In Fig. 3 we can see that the penalty for the evaluated A++ application is a factor of 3.6 (dotted line compared to dashed line), and for the higher-level library P++ it is a factor of 8.8 (dot and dash line compared to dashed line). Both were compared with the available High Performance Fortran implementation (dashed line). The experiment was performed on 1 to 64 processors on the ASCI Blue Pacific at LLNL, with each node containing four 332MHz. PowerPC 604e CPUs with 1.5 GB of RAM. Because the optimization gives linear scaling, the penalty stays the same for 1 to 64 processors. For both applications I was able to eliminate the performance penalty and achieve the same performance (solid line) as with High Performance Fortran (dashed line). For this evaluation the execution time for 1 to 64 processors was investigated and a linear scaling was achieved. The array was of fixed size. The use of the A++ library required that the user code was written using MPI. An application using the P++ library was free of MPI code, the MPI calls were hidden behind the P++ library interface. Therefore an A++ application can be considered to be lower level than a P++ application. This is also reflected in the different penalties by a factor of 3.6 and 8.8. In both cases the operators implemented in the library were optimized dependent on their use in the application.
Another evaluation can be found in [C10]. It was performed with different sizes of arrays and the eliminated performance penalty was found to range from 3.4 to 15.2. The kernels represented red-black relaxation and interpolation for grid computations.
My results show that the performance penalty of high-level abstractions can be eliminated, if the high-level semantics of an abstraction can be utilized. This means that I can achieve similar performance as with low-level languages. The crucial insight from my work is that we definitely need the additional semantic information of high-level abstractions to eliminate the performance penalty.

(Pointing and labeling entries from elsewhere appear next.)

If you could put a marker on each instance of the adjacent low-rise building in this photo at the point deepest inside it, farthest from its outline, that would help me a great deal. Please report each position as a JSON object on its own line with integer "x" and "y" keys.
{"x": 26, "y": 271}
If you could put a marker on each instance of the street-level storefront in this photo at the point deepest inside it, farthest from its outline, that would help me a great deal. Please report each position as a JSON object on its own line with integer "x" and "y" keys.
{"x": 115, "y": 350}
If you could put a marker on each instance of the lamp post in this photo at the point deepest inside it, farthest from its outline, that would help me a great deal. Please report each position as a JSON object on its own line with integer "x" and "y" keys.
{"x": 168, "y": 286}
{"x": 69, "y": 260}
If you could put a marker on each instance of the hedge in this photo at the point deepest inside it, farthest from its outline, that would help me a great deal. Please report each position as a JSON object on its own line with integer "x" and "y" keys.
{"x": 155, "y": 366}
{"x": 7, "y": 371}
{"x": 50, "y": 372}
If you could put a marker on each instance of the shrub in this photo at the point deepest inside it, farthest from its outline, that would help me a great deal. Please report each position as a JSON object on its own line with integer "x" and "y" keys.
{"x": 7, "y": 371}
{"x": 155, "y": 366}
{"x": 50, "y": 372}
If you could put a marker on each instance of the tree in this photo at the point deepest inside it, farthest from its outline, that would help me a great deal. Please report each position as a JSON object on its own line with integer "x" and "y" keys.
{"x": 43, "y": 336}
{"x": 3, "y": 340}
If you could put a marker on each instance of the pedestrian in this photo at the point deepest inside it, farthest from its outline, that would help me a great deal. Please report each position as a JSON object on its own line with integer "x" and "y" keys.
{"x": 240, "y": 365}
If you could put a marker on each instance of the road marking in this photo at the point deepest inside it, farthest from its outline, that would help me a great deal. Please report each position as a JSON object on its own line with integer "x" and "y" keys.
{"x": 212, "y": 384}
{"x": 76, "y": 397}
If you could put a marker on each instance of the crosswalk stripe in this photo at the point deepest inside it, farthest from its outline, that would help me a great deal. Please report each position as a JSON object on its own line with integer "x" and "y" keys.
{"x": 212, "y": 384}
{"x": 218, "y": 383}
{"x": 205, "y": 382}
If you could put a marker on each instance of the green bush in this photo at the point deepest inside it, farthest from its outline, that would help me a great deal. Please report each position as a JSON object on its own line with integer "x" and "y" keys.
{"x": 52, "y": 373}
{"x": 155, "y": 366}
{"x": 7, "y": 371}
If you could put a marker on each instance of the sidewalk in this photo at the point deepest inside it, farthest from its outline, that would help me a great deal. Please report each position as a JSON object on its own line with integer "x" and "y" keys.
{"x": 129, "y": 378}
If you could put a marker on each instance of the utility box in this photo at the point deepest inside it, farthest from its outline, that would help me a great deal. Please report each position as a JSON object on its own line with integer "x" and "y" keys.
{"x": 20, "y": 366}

Only if performance is addressed together with abstraction, and additional semantic information is provided, which can also be used for verification, only then we can achieve high performance and correctness when using high-level abstractions. Only then we will get close to working at the abstraction level at which we can think. In future it will become less tolerable letting people build software systems with low-level languages. Modelling will gain importance, in particular for parallel systems, as most of all systems will be parallel systems in future. But the code generated by modelling tools must include all high-level information. Techniques that are aware of that high-level semantics and can utilize that information for optimizing the code for specific platforms, are essential for achieving high performance. And only if that optimized code provides the required performance, only then users will accept such high-level tools - and high-level languages in general.